Australians are right to be horrified by such stories, and it is understandable that they have led to calls for commercial surrogacy to be legalized in this country – making it possible for a woman to be paid a fee to carry a child who she then hands over to the commissioning parents. The assumption underlying this proposal is obvious: if Australians are able to secure the services of a local surrogate then this will stop people going overseas, thereby reducing or eliminating the kind of collateral damage that has dominated headlines in recent months.

On the face of it, this seems like a sensible solution. But those who are proposing it have seriously underestimated the nature and scale of legal reform that will be required.

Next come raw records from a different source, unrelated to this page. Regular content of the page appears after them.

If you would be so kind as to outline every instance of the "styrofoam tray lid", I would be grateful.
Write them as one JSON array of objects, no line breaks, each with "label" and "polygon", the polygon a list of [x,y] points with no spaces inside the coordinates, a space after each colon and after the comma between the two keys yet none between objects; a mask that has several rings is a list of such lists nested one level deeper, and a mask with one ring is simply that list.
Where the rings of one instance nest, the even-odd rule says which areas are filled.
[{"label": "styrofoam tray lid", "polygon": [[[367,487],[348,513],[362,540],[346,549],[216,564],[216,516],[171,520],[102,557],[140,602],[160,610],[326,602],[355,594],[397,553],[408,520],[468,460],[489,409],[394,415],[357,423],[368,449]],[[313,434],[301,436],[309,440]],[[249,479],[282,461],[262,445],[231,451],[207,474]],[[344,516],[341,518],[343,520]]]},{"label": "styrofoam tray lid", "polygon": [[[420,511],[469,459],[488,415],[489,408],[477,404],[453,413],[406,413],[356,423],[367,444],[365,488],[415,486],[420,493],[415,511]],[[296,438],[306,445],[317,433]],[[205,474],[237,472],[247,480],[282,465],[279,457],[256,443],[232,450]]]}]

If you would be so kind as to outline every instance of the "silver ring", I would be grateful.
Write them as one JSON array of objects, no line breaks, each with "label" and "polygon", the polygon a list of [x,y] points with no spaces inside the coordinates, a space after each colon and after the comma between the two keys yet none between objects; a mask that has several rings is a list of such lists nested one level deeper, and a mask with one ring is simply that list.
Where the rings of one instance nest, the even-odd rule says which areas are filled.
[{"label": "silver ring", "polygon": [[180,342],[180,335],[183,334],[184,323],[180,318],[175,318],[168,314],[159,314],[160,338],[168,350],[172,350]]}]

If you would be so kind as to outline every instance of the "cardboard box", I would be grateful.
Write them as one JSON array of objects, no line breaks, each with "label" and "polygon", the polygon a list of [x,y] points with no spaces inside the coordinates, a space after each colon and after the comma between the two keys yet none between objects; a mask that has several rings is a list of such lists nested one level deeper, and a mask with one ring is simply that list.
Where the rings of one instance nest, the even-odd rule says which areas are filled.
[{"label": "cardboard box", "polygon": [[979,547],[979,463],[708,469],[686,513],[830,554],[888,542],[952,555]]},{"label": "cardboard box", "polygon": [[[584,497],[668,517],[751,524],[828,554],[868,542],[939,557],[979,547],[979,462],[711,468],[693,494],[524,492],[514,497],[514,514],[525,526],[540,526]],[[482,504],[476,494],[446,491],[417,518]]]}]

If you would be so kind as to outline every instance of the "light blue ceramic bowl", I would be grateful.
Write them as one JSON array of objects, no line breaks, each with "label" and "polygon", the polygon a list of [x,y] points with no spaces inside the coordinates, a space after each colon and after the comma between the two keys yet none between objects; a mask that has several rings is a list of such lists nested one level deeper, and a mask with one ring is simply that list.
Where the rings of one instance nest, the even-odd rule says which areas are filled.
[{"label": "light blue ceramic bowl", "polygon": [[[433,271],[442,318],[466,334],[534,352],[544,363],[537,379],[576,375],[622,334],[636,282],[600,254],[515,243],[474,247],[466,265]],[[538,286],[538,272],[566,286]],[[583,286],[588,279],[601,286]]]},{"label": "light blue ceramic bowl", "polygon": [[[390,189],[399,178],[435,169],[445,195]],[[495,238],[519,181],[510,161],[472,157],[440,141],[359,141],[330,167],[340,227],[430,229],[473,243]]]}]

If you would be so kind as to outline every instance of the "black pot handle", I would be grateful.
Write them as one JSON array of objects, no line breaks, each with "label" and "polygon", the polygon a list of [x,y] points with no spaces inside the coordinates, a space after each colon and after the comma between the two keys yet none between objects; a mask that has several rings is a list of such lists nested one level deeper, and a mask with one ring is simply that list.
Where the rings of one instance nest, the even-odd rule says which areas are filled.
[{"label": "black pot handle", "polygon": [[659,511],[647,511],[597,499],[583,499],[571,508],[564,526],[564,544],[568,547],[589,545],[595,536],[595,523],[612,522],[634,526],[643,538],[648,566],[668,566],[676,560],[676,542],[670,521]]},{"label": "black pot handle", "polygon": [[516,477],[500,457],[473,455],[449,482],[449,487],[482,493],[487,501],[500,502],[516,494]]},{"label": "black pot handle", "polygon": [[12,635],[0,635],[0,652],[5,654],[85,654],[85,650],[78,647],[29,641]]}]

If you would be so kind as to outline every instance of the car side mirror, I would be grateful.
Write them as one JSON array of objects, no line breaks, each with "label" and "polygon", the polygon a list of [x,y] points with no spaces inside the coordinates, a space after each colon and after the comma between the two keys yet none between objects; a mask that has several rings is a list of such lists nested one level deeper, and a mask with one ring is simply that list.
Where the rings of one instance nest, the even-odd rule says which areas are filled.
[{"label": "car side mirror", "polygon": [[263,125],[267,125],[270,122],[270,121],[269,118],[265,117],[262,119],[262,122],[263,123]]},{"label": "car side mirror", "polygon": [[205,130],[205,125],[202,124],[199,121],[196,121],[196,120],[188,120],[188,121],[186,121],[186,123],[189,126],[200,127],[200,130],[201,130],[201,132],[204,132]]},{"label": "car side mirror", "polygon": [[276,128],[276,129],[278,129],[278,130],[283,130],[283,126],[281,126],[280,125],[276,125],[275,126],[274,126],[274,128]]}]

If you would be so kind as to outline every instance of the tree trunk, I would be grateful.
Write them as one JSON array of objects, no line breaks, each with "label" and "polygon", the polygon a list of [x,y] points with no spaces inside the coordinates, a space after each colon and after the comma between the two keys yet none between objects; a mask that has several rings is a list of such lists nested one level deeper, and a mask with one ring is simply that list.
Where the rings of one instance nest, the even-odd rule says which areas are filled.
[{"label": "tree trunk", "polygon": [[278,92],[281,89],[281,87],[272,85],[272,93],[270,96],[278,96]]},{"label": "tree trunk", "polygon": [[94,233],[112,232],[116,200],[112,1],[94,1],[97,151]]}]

For example, most surrogacy also involves the provision of ovum (eggs) by a third party. In Thailand and India it is (young, blonde) East European women who are providing this vital contribution. For commercial surrogacy to work in Australia, we would also need to establish a commercial market in eggs.

There are at least three other practical problems that advocates have very carefully ignored. First, any law around commercial surrogacy in Australia will rigorously protect the rights of the surrogate. For most commissioning parents, this shift of power would introduce an unacceptable element of uncertainty into the process. Many will wish to be able to take decisions about the conception, the pregnancy and the child that Australian law may not permit.

For example, it is unthinkable that Australian law would take away a surrogate’s capacity to decide about a termination. It is equally unthinkable that Australian law would permit the imposition of any medical or social controls on the surrogate during her pregnancy. This is all good news for the surrogate but bad news for commissioning parents.

Second, there is considerable evidence that commissioning parents actually prefer the psychological and physical distance that comes with international surrogacy.

Put simply: they don’t want their new family to be overshadowed by a surrogate lurking somewhere in the background. While some couples speak of maintaining a relationship with the surrogate mother, the reality is that such contact rarely eventuates. Most couples just want to forget this aspect of their family’s formation. Forgetting will be much harder if the surrogacy takes place in Australia.

And finally, commercial surrogacy in Australia is likely to be extremely expensive. Already altruistic surrogacy in this country, which allows for compensation of medical expenses and lost income, can cost up to $60,000. Adding a fee at the level sufficient to induce women to become surrogates would inflate this cost dramatically. Many prospective parents just won’t be able to afford commercial surrogacy at home and will continue to look to more cost-effective options overseas.

These pragmatic concerns are just one side of the equation. Australians also need to think about the broader ethical implications of establishing a domestic market in commercial surrogacy. I have put the question to enough friends, acquaintances, students and colleagues to be pretty certain that anyone in a secure situation would never dream of becoming a commercial surrogate. How do we feel about the possible – or even likely – exploitation of financially vulnerable women? If we legalise commercial surrogacy, how would we justify a continuing ban on similar practices such as the (rapidly growing) trade in kidneys?

And what are the implications of surrogacy for how we value pregnancy and motherhood? Some argue that this is another frontier in the empowerment of women. But is the marketization of women and babies really a victory?

In this area as in so many others, governments are lagging behind social and technological change. Tony Abbott’s recent remark that surrogacy is none of his government’s business – that it is a matter for States – is wrong and shortsighted, failing to appreciate that no action is itself a decision to affirm the highly unsatisfactory status quo. The Federal Government has a legal and ethical responsibility to weigh into this debate, not least because it involves the internationally prohibited practice of sale of children.

We need courageous, reflective discussion and leadership on this issue; not a quick fix that might make us feel a bit better but won’t solve anything.